Rajas steht für Bewegung und Rastlosigkeit, verleiht Energie, Tatendrang und Aktivität. Rajas steht für Trieb und Leidenschaft sowohl im positiven Sinn, kann aber auch als Gier, Hass und Neid gefährlich werden. Wir brauchen Rajas, um aktiv und kreativ zu sein, ein Zuviel verursacht jedoch innere Unruhe und Unausgeglichenheit. Bei zu viel Rajas ist man aufgedreht und nervös, man kann nicht still sitzen, aber Rajas bringt uns auch viele Ideen und Schaffensdrang. Rajas ist dem Element Luft und im Zusammenspiel mit Sattwa dem Element Feuer zugeordnet.
Sattwa steht für die Qualitäten Klarheit, Güte, Harmonie, verleiht Reflexion, Klarheit, Leichtigkeit und Licht. Sattwa wird als höchstes der Gunas betrachtet, da es uns Menschen Wahrhaftigkeit und Weisheit verleiht und zum Göttlichen führt. Sattwa ist das Gegenteil von Rajas und Tamas, es bremst uns nicht, drängt uns aber auch nicht in die Bewegung. Sie sorgt für Klarheit und stellt die wichtigsten Momente im Leben dar. Oder wie Iyengar sagt: „Wenn Sattwa-Guna allein übrig bleibt, hat die menschliche Seele einen weiten Weg zum höchsten Ziel zurückgelegt“. Sattwa ist dem Element Raum/Äther zugeordnet sowie im Zusammenspiel mit Rajas und Tamas den Elementen Feuer und Wasser.
Alle Erscheinungen des Lebens entstehen aus dem Zusammenspiel dieser drei Grundkräfte, wie es in der Bhagavad Gita: XIV.9 beschrieben wurde: „Sattwa lässt einen nach Freude streben und Rajas nach Aktivität, während Tamas, welches die Weisheit verhüllt, zu Irrtümern verleitet und einen zu Schlaf und Trägheit führt.“
Alle drei Gunas wirken auf der physischen, geistigen und emotionalen Ebene. Alle drei Gunas mit all Ihren Qualitäten sind ständig in jedem von uns vorhanden - jedoch nie in gleicher Ausprägung, sondern in ständig wechselnder, unterschiedlicher Mischung und Dominanz. In der Yoga-Lehre gelangt man von Tamas über Rajas zu Sattwa.
Die Gunas treten in verschiedenen Graden in allen groben oder feinen Gegenständen auch in der uns umgebenden Natur auf, somit auch in unserer Nahrung, wie es die Lehre des Ayurveda sehr detailliert beschreibt.

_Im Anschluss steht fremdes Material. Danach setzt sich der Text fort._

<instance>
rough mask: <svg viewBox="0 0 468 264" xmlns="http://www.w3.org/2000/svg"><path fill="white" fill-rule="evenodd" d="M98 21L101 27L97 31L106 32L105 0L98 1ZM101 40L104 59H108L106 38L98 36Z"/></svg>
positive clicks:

Die Gunas bestimmen unser Verhalten, gemäß der Yoga-Lehre sind sie ausschlaggebend dafür, warum Menschen so sind wie sie sind und das tun, was sie tun. Unser gewöhnlicher mentaler Zustand ist eine Mischung aus Klarheit (Sattwa), Erregung (Rajas) und Stumpfheit (Tamas). Der ursprüngliche natürliche Zustand unseres Geistes ist Sattwa - ein Geist in Klarheit, Frieden und Harmonie. Heutzutage sind unsere Sinne jedoch von außen sehr vielen Wahrnehmungen und Störungen (Rajas) ausgesetzt, so dass unser Geist durch diese Reizüberflutung seine innere Konzentration verliert. Leider realisieren die Menschen das nicht und kehren nicht um, sondern suchen noch viel mehr in der äußeren Welt nach Glück. Diese immer hektischere und letztendlich sinnlose Suche führt mit der Zeit zu einer Erschöpfung des Geistes und damit zum Zustand der Trägheit (Tamas). Viel zu viele Menschen sind heutzutage in der äußeren Welt der Sinne verhaftet und völlig blind für die innere Welt des Bewusstseins. Da die meisten Menschen diese Zusammenhänge jedoch nicht kennen, können sie auch die Erscheinungsbilder einer zu starken Dominanz von Tamas und Rajas bzw. das Fehlen von Sattwa nicht sehen.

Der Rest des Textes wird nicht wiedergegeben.